L'éligibilité pour les années à venir serait régie par le respect des dispositions de l'ordonnance promulguée aux termes du § 58.1-3234, afin de réinscrire la parcelle de 149.399-acre. Conformément au § 58.1-3234, une demande de réinscription doit être introduite :

"1. au moins soixante jours avant l'exercice fiscal pour lequel l'imposition est demandée ; ou

(2) Pour toute année au cours de laquelle une réévaluation générale est effectuée, le propriétaire peut présenter une demande jusqu'à ce que trente jours se soient écoulés après l'envoi par la poste de l'avis d'augmentation de l'évaluation conformément à l'article 58.1-3330, ou soixante jours avant l'année d'imposition, la date la plus tardive étant retenue ; ou

(3) Dans toute localité qui a adopté un exercice fiscal en vertu du chapitre 30 du présent sous-titre III, mais qui continue d'établir des cotisations à partir du mois de janvier 1, cette demande doit être présentée pour toute année au moins soixante jours avant la date d'entrée en vigueur de la cotisation pour cette année."

Au § 2(a) de l'ordonnance du comté de Tazewell, le comté a adopté les délais spécifiés dans l'ancien § 58-769.8, qui a été réédité en tant que § 58.1-3234, pour l'introduction de la demande. Ainsi, si la date d'évaluation du comté est fixée à janvier 1, le contribuable a jusqu'à novembre 23 d'introduire une demande de réinscription au programme d'évaluation de l'utilisation des sols.

L'obligation de déclarer les changements d'utilisation ou de superficie dans les soixante jours suivant le changement n'est pertinente qu'aux fins de l'obligation fiscale de la parcelle de 0.601-acre en vertu des §§ 58.1-3237 et 58.1-3241. Le fait de ne pas signaler un changement d'utilisation du lot 0.601-acre dans les soixante jours suivant ce changement n'affecte pas la détermination de la participation future au programme d'évaluation de l'utilisation des terres pour le lot 149.399-acre. pour autant que d'autres conditions soient remplies. Si le changement d'utilisation n'est pas signalé dans les soixante jours suivant le changement, le contribuable est passible de pénalités et d'intérêts sur l'impôt de retour, conformément aux dispositions de l'ordonnance. Voir § 58.1-3238. Le §7(a) de l'ordonnance du comté de Tazewell prévoit de telles pénalités et intérêts.

Sur la base de ce qui précède, je suis d'avis que la parcelle de 0.601-acre devrait être retirée de la participation future au programme d'utilisation des terres parce qu'elle ne satisfait pas aux exigences minimales en matière de superficie, et que des taxes de rétablissement devraient être imposées. En ce qui concerne la parcelle restante 149.399-acre, si le contribuable soumet une demande montrant le changement de superficie dans le délai applicable spécifié au § 58.1-3234, et qu'aucun autre changement de superficie ou d'utilisation ne se produit, vous devez autoriser cette parcelle à rester dans le programme d'évaluation de l'utilisation des terres, non seulement pour l'année au cours de laquelle la scission a eu lieu, mais aussi pour les années futures au cours desquelles l'éligibilité est maintenue.

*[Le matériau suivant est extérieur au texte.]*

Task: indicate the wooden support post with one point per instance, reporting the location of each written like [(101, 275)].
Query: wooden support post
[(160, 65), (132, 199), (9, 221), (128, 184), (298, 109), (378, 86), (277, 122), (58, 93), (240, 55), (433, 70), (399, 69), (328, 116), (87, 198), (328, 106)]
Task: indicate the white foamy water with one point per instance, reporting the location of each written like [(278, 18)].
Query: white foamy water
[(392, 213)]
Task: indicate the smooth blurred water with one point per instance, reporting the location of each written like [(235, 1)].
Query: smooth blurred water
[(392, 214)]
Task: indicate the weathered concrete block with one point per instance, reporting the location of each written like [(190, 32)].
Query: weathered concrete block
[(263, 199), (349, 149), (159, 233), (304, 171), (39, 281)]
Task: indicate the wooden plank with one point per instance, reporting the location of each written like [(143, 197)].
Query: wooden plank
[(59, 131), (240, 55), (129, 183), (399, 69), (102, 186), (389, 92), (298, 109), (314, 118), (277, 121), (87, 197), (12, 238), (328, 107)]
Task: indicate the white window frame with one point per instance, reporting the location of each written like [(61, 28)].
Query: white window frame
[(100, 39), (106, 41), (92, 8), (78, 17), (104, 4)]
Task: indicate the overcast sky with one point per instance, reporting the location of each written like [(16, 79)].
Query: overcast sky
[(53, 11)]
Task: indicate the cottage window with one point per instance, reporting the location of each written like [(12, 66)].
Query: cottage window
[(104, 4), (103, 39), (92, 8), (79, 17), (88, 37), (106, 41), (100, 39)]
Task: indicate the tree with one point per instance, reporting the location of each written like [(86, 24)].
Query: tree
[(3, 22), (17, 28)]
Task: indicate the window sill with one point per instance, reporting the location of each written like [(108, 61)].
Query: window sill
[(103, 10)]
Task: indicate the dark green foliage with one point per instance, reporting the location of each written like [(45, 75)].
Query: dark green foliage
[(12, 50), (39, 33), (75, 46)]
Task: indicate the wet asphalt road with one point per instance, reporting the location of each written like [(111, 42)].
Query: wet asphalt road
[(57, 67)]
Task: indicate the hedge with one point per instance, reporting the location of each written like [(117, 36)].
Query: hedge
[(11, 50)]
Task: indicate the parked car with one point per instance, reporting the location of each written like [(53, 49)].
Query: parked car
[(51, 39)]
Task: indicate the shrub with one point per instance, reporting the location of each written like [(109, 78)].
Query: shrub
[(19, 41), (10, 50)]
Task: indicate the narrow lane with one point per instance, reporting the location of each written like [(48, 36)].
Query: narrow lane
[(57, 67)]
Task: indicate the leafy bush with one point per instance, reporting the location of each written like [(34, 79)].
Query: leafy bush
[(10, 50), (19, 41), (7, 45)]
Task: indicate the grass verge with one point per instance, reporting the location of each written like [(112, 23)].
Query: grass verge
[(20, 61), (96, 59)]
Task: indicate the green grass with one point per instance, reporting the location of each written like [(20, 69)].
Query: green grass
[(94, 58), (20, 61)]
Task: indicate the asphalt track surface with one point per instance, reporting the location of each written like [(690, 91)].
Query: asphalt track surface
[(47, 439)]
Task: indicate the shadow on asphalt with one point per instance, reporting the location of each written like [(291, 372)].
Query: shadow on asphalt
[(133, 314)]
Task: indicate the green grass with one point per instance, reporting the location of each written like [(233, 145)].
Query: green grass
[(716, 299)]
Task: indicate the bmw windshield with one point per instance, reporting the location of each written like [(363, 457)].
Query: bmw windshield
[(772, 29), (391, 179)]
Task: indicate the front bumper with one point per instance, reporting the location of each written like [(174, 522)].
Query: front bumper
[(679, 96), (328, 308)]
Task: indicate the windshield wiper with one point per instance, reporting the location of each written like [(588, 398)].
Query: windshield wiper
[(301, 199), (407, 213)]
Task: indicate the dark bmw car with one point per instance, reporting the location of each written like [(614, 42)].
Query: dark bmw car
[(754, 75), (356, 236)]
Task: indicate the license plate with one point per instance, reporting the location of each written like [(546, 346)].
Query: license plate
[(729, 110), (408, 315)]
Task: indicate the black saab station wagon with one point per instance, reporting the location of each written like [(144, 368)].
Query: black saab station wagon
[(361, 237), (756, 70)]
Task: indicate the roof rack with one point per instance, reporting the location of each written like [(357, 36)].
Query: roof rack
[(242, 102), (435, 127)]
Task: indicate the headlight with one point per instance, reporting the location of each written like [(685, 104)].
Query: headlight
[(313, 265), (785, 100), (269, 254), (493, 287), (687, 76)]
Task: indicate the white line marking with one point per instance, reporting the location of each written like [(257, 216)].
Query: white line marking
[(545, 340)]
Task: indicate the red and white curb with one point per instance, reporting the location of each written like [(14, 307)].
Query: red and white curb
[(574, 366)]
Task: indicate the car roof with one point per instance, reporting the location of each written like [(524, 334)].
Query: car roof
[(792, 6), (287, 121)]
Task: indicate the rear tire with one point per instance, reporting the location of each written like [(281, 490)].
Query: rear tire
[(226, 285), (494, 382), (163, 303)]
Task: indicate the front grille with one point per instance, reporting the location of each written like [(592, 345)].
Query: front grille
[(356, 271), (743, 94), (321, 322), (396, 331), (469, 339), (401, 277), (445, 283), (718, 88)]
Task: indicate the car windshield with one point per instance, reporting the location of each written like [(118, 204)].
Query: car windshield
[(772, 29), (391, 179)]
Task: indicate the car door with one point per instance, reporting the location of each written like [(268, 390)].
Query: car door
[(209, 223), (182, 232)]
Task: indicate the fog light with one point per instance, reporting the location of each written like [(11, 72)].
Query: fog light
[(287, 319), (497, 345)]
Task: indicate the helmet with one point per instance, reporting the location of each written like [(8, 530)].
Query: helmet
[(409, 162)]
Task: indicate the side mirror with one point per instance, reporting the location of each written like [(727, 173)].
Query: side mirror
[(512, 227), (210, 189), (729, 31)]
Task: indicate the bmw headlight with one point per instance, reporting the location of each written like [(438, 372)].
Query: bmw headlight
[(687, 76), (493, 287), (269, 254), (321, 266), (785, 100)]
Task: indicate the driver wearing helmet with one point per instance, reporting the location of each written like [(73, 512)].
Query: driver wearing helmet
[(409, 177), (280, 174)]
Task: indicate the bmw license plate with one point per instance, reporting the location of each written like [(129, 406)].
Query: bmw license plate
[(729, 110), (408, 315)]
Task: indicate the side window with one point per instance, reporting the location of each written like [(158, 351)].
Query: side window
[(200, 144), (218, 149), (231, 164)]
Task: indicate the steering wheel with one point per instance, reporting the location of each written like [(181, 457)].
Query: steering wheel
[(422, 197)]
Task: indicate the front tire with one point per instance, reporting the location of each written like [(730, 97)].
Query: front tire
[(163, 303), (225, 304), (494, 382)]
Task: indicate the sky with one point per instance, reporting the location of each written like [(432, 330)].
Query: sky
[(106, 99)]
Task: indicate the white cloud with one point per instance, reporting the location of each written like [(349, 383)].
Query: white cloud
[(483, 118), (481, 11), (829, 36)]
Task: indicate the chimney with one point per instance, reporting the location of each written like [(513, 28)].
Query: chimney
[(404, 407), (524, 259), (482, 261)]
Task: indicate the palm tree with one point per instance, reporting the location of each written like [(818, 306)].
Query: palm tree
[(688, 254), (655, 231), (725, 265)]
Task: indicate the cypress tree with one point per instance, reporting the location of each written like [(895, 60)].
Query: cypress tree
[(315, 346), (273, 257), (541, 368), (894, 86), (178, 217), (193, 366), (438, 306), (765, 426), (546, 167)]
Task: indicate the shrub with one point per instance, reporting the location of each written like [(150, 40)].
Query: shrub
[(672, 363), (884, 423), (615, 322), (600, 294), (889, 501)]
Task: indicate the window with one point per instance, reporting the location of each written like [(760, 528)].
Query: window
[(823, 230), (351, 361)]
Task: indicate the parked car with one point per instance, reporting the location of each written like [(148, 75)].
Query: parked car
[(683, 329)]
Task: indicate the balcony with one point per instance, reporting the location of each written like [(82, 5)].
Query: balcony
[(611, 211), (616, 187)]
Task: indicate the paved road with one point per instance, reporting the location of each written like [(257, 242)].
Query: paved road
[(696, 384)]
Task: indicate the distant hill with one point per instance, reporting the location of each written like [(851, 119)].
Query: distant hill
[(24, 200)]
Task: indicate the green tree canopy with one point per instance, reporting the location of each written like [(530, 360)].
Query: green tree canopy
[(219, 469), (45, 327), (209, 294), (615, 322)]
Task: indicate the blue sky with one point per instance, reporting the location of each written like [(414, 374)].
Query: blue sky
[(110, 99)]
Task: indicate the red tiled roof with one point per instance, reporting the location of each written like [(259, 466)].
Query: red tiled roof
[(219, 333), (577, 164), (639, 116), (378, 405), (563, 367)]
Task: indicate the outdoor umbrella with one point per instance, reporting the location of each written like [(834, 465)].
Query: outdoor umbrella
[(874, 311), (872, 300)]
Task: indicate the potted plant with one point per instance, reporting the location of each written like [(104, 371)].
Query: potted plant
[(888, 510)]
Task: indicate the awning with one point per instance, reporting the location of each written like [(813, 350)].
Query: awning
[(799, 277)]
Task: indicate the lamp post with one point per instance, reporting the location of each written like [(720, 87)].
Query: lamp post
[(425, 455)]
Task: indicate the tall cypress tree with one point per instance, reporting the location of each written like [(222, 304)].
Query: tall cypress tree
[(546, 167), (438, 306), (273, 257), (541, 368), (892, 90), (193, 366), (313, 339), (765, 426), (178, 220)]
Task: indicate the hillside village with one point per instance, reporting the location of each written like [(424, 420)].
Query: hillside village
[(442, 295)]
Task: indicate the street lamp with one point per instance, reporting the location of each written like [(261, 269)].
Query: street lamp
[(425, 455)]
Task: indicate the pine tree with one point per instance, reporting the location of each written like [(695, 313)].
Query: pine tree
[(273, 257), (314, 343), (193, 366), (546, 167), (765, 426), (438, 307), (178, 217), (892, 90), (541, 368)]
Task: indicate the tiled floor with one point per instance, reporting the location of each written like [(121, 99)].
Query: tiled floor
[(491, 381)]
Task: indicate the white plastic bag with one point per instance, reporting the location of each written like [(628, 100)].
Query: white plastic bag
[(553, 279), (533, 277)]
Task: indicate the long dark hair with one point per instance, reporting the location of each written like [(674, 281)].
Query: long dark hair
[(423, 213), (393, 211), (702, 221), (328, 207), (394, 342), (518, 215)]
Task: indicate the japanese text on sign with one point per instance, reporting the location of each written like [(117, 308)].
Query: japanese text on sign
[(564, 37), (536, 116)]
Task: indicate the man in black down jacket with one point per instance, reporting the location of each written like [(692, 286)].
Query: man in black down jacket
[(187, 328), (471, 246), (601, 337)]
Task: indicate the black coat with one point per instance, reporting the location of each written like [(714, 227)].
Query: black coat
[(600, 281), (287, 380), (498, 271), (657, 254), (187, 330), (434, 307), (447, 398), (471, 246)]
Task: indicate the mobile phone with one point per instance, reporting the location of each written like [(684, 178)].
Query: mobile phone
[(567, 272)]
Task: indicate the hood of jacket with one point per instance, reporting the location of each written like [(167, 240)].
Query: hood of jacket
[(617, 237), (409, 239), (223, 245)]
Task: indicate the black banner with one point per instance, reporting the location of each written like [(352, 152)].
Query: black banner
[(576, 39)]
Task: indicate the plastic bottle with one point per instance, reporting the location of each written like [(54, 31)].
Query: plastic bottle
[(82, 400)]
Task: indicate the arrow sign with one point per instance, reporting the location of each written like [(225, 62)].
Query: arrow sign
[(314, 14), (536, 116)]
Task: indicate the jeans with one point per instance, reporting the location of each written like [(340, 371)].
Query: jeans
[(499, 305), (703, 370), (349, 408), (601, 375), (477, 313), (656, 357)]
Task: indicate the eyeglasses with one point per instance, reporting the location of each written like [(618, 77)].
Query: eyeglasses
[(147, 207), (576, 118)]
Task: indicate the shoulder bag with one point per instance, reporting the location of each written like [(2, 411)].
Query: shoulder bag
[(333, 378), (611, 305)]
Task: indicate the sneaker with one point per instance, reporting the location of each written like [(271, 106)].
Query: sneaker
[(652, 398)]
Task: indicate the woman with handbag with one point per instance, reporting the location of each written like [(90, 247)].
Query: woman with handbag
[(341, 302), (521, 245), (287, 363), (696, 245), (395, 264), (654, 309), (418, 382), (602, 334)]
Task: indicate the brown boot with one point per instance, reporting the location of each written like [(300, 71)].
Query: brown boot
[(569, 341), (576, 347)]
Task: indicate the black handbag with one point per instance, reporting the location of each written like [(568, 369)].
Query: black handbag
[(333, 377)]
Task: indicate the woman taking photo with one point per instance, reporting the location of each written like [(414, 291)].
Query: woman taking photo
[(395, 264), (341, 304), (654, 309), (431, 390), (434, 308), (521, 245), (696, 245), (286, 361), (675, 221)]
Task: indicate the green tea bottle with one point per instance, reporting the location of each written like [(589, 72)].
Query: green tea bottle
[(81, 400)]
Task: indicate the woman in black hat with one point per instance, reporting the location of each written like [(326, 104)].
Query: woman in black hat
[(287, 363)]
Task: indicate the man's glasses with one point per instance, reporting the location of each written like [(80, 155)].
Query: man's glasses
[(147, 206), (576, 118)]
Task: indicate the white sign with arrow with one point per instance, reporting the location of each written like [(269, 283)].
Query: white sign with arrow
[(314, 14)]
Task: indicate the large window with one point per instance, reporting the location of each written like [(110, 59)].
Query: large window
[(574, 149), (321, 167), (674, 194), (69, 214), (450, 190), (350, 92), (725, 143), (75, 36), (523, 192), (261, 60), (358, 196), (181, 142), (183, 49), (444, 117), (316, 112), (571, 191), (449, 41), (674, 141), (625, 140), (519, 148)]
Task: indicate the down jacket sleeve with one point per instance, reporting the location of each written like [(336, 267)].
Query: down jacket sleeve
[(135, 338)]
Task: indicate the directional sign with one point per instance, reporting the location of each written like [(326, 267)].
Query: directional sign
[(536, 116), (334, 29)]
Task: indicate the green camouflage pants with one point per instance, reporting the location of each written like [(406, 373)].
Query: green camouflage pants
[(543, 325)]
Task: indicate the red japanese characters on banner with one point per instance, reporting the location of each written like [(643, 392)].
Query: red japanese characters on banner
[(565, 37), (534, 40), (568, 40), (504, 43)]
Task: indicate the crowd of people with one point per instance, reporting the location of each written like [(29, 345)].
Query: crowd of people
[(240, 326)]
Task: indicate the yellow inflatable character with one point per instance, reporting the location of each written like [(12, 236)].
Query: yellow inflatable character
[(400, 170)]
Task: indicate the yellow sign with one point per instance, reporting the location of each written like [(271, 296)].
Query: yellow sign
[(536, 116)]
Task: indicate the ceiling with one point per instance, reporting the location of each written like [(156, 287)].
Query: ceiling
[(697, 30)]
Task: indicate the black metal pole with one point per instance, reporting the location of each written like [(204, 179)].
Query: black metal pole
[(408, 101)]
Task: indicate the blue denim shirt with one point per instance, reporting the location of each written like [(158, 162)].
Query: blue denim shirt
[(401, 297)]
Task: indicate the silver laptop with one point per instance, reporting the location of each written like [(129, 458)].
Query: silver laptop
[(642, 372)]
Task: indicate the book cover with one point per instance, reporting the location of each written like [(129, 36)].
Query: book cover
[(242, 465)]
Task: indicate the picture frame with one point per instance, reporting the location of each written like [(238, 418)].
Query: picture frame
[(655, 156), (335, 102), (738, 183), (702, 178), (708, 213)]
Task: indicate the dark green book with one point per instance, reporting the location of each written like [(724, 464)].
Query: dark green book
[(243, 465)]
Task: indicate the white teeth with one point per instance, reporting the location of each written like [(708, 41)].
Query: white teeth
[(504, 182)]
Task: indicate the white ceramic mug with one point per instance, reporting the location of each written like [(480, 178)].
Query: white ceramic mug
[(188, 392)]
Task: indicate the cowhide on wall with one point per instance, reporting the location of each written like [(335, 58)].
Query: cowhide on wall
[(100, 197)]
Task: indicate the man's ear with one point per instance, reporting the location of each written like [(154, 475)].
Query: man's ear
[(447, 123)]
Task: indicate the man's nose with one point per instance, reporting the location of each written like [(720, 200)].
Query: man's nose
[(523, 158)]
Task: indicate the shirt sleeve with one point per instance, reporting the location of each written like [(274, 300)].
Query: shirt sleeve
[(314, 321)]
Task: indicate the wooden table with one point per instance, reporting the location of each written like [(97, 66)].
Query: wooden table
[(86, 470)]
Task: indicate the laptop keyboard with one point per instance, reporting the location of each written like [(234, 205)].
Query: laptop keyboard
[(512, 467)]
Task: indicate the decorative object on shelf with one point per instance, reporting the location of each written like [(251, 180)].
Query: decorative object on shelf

1 La section 58.1-3231 autorise tout comté, toute ville ou toute commune ayant adopté un plan d'occupation des sols à adopter une ordonnance prévoyant l'évaluation de la valeur d'usage, conformément à l'art. 4L'article 2, paragraphe 1, de la loi sur l'aménagement et l'urbanisme (L.O.A.E.) prévoit que les biens immobiliers classés au § 58.1-3230, qui établit et définit les classifications des biens immobiliers consacrés à "l'usage agricole," " l'usage horticole," " l'usage forestier," et "l'usage d'espace ouvert."

2 La section 58.1-3233 prévoit qu'avant l'évaluation d'une parcelle de terrain en vertu d'une ordonnance adoptée conformément à l'art. 4, l'évaluateur local doit déterminer, entre autres, "que les biens immobiliers consacrés (i) à une utilisation agricole ou horticole représentent un minimum de 5 acres, (ii) à une utilisation forestière représente un minimum de 20 acres et (iii) à une utilisation d'espace ouvert représente un minimum de 5 acres."

3 Voir les §§ 58.1-8 et 58.1-9 pour les dates d'échéance qui tombent un samedi, un dimanche ou un jour férié, et pour le dépôt des déclarations par courrier.